Nicholas Osborne and Richard Sharpe on Moldy homes, ventilation, inflammation and immune health

This is a guest post from Nicholas Osborne from the University of Exeter Medical School.  I saw a paper of his that seemed very relevant to “Indoor fungal diversity and asthma: A meta-analysis and systematic review of risk factors.” (by Sharpe RA, Bearman N, Thornton CR, Husk K1, Osborne NJ).  And so I wrote to him and told him about microBEnet and asked if he would be interested in writing a guest post.  And thankfuly he said yes and wrote this post below which was coauthored with Richard Sharpe a PhD student at Exeter.

Moldy homes, ventilation, inflammation and immune health

The modern energy efficiency mantra dictates that we build new homes to increasingly stringent regulations. We insulate our houses with new materials and retrofit old housing stock to match, sealing every last crack. With undeniable benefits for heating bills and CO2 emissions, what about the impact on the indoor environment?

Internal housing conditions provide an important contribution to good health and wellbeing, and the state of our indoor environments is influenced by a number of factors. Heating, insulation, ventilation and people’s behaviours, along with the type, orientation and geographic location of a property, all work to affect indoor air quality.

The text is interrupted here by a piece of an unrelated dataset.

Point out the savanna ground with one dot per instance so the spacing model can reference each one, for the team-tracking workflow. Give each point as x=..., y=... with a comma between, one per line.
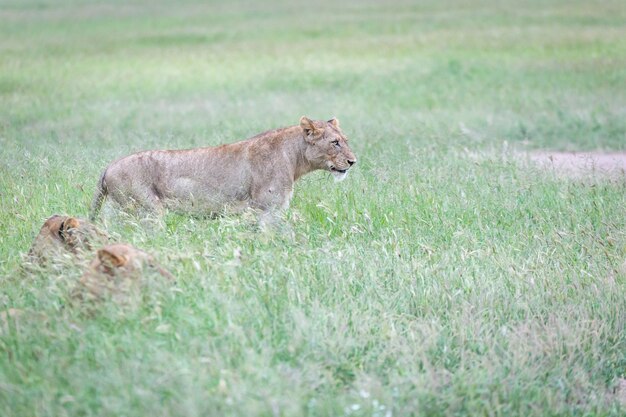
x=442, y=277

Over recent years we’ve witnessed a rise in allergic diseases that can’t be explained by factors such as genetic changes alone. With one in three people suffering from allergies in industrialised countries, there has been an increasing focus on indoor air quality to explain this rise – and a robust body of evidence now suggests that rates of allergic and respiratory disease are linked to poor indoor housing conditions.

This is especially important when considering the amount of time people spend indoors, particularly in vulnerable groups such as the elderly or very young. In the UK the average amount of our time we spend inside is 85%; in the US it’s 90%.

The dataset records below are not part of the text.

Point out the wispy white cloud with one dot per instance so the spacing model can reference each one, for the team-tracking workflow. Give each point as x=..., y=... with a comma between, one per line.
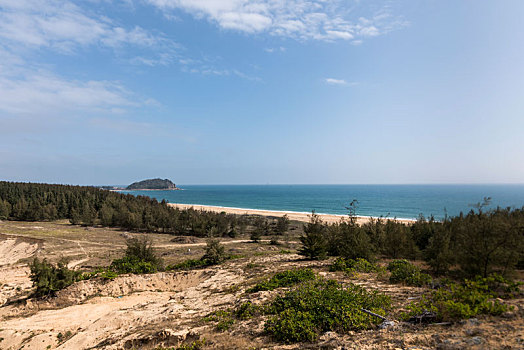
x=332, y=81
x=327, y=20
x=37, y=92
x=63, y=26
x=275, y=49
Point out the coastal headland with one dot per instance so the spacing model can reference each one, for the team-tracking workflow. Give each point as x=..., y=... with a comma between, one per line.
x=296, y=216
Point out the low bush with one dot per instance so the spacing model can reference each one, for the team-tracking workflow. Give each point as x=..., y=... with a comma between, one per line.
x=194, y=345
x=353, y=265
x=323, y=305
x=130, y=264
x=284, y=279
x=139, y=258
x=49, y=278
x=249, y=310
x=223, y=319
x=462, y=301
x=402, y=271
x=215, y=252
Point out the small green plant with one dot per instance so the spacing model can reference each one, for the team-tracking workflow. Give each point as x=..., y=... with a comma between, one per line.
x=194, y=345
x=462, y=301
x=284, y=279
x=323, y=305
x=358, y=265
x=215, y=252
x=402, y=271
x=252, y=266
x=223, y=319
x=61, y=338
x=139, y=258
x=108, y=274
x=187, y=264
x=248, y=310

There’s a clear need for high quality research in this area and, at the University of Exeter Medical School’s European Centre for Environment & Human Health, we’ve just published findings that show damp and specific types of mould can pose a significant health risk to people with asthma.

We critically reviewed the findings from 17 studies in eight different countries and found that the presence of several types of mould – among them Aspergillus and the antibiotic-producing Penicillium – can lead to breathing problems in asthma sufferers, worsening their symptoms significantly. It also looks as though mould may actually help to trigger the development of asthma — but research in this area is still in its infancy.

With over 10 varieties found in a typical home, most people may not be aware that moulds are absolutely abundant in our outdoor and indoor environments. If you have a house or flat that suffers from damp, you’re more likely to have more mould.

So what about the causes of damp? The structural integrity and architectural design of a (typically old) building can often lead to water making its way inside. Leaky air-conditioning systems that don’t have overflows correctly installed, or poorly installed and maintained mechanical ventilation systems, can also introduce moisture. A lack of ventilation and heating can then increase the indoor humidity, with this moisture ultimately condensing on cold surfaces and promoting the growth of mould.

Increased household energy efficiency can lead to a number of health benefits and help make a property more affordable to heat. However, efforts to prevent heat loss by reducing ventilation have led to undesired consequences for indoor air quality – increasing indoor dampness and the risk of fungal contamination, which currently affects around 16% of European dwellings. It is also thought that US housing stock suffer from different dampness-related problems compared to European properties, which is yet to be fully explored.

The extent to which a home is heated and ventilated is also largely controlled by the habits of its occupants, and the way people live in their homes varies hugely. For example, some people dry their washing on indoor racks, some shower with the window closed, and many keep their windows and doors closed as much as possible in winter. All of these behaviours can increase the humidity and dampness in a home, with poorer families in particular less likely to maintain adequate ventilation through the winter months — often failing to heat the whole building.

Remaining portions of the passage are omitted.